An intestinal Th17 subset is associated with inflammation in Crohn's Disease and activated by adherent-invasive Escherichia coli (AIEC)
Moira Paroni, Gabriella Leccese, Valeria Ranzani, Giorgia Moschetti, Matteo Chiara, Federica Perillo, Sara Ferri, Francesca Clemente, Daniele Noviello, Francesco Simone Conforti, Stefano Ferrero, Bhavna Karnani, Roberto Bosotti, Chiara Vasco, Serena Curti, Maria Cristina Crosti, Paola Gruarin, Grazisa Rossetti, Maria Pia Conte, Maurizio Vecchi, Massimiliano Pagani, Paolo Landini, Federica Facciotti, Sergio Abrignani, Flavio Caprioli, Jens Geginat
Published in July 2023, Journal of Crohn's & colitis
Abstract IFNγ-producing ex-Th17-cells ("Th1/17") were shown to play a key pathogenic role in experimental colitis and are abundant in the intestine. Here, we identified and characterized a novel, potentially colitogenic subset of Th17-cells in the intestine of patients with Crohn's Disease (CD). Human Th17-cells expressing CCR5 ("pTh17") co-expressed T-bet and RORC/γt and produced very high levels of IL-17, together with IFN-γ. They had a gene signature of Th17 effector cells and were distinct from established Th1/17-cells. pTh17-cells, but not Th1/17-cells, were associated with intestinal inflammation in CD, and decreased upon successful anti-TNF therapy with infliximab. Conventional CCR5(-)Th17-cells differentiated to pTh17 cells with IL-23 in vitro.

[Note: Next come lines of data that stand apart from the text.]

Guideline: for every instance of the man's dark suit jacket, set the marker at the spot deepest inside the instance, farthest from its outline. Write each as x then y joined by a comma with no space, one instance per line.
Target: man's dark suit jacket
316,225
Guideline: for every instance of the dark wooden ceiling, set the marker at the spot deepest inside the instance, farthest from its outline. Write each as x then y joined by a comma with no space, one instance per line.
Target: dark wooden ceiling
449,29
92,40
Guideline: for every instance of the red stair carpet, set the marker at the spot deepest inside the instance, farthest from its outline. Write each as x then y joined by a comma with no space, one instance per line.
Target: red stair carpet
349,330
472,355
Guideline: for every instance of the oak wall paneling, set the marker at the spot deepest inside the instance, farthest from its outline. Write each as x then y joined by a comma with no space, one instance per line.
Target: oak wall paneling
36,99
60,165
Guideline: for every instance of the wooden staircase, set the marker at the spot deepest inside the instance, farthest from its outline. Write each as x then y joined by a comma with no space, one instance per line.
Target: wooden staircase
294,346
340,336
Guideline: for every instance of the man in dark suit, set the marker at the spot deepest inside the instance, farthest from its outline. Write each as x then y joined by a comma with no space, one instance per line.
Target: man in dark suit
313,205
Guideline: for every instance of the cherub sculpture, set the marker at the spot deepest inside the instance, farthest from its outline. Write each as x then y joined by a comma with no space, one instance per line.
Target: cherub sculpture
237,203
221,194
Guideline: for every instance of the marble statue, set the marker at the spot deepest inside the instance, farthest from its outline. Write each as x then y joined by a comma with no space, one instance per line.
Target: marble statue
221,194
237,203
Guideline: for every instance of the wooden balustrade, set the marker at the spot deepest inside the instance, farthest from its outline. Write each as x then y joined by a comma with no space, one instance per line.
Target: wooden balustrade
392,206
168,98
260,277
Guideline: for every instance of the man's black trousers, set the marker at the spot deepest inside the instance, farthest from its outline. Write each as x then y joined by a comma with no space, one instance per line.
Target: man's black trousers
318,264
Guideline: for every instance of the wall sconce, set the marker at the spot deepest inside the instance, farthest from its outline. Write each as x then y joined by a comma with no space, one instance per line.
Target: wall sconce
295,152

Moreover, anti-IL-23 therapy with risankizumab strongly reduced pTh17-cells in the intestine. Importantly, intestinal pTh17-cells were selectively activated by adherent-invasive Escherichia coli (AIEC), but not by a commensal/probiotic E. coli strain. AIEC induced high levels of IL-23 and RANTES from DC. Intestinal CCR5 +Th1/17-cells responded instead to Cytomegalovirus and were reduced in UC, suggesting an unexpected protective role.
In conclusion, we identified an IL-23-inducible subset of human intestinal Th17-cells. pTh17 cells produced high levels of pro-inflammatory cytokines, were selectively associated with intestinal inflammation in CD, and responded to CD-associated AIEC, suggesting a key colitogenic role.